The respondent sample was too small to yield significant effects in the article visualization and respondents’ attributes. On the one hand, the distributions of respondents’ attributes, such as gender, political orientation, and education level, roughly approximated the US distribution. However, on the other hand, some distributions, such as of the education level, were thus imbalanced and contained too few observations in individual attribute levels, which prevented statistical analysis of these. Increasing the respondent sample would enable statistical analysis of the respondents’ attributes. As discussed previously in this section, a larger respondent sample would also facilitate statistical soundness regarding the effect of the article view by compensating the article view’s high content diversity.

7.3.4 Societal Implications

I conclude this thesis with an open outlook on the societal implications of using PFA and other automated approaches as part of daily news consumption. Understanding such societal implications is traditionally beyond the scope of computer science, and this dissertation cannot elucidate these implications. However, I intend to raise essential questions that could serve as a foundation for further, in-depth research across the topic’s involved disciplines, especially in the social sciences.

  • What are the causal relations of news consumption, readers’ event assessment, and societal decisions? How can approaches for bias identification and communication sustainably support collective decision-making and other societal processes?

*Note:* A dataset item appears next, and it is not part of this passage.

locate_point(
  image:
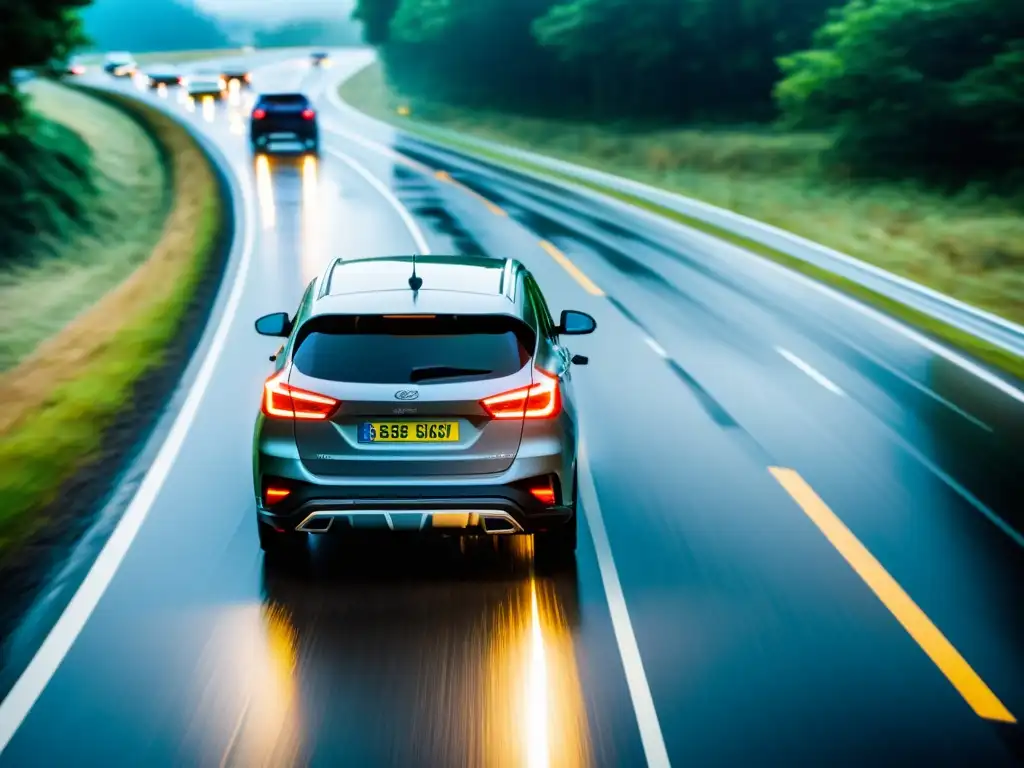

  • Besides the previously mentioned model biases, what are other real-world pitfalls of using such automated approaches, and how can we prevent these pitfalls? For example, from all the outlets available, only a subset can be analyzed timely. Who could decide which sources automated approaches use for their bias analysis and subsequent visualization to news consumers? Which criteria are important for such selection?

The research described in this thesis highlights the effectiveness of taking an interdisciplinary approach to tackle the adverse issues caused by media bias. At the same time, the previously raised questions highlight the need for further interdisciplinary research on media bias. Not only is there a pressing need to do so, but now is also a perfect point in time. For example, news articles, representing the base of much research on media bias, are readily available in large quantities since much news is published online. Additionally, the rise of deep learning and recent language models has led to unprecedented advancements in natural language understanding. These advancements can and have enabled automated analysis of tasks that were previously difficult or nearly impossible to fulfill. This thesis, for example, devised the first model capable of classifying the subtle and implicit sentiment connotations common to news articles. I hope that with the shared conceptual understanding devised in the literature review and the proposed PFA approach, this thesis facilitates further interdisciplinary research on media bias.

My vision is that bias identification approaches, such as PFA, are integrated into popular news aggregators and news applications to enable bias-sensitive news consumption at scale. Enabling news consumers to critically assess and contrast news coverage can help mitigate the severe effects of systematically biased news coverage. Supporting individuals in making more informed choices is crucial in collective decision-making, such as democratic elections. In times of misinformation campaigns, “fake news,” and other means to intentionally alter the public discourse, bias-sensitive news consumption is of unprecedented relevance. The PFA approach contributes to the required media literacy during daily news consumption by revealing substantial biases without tedious effort.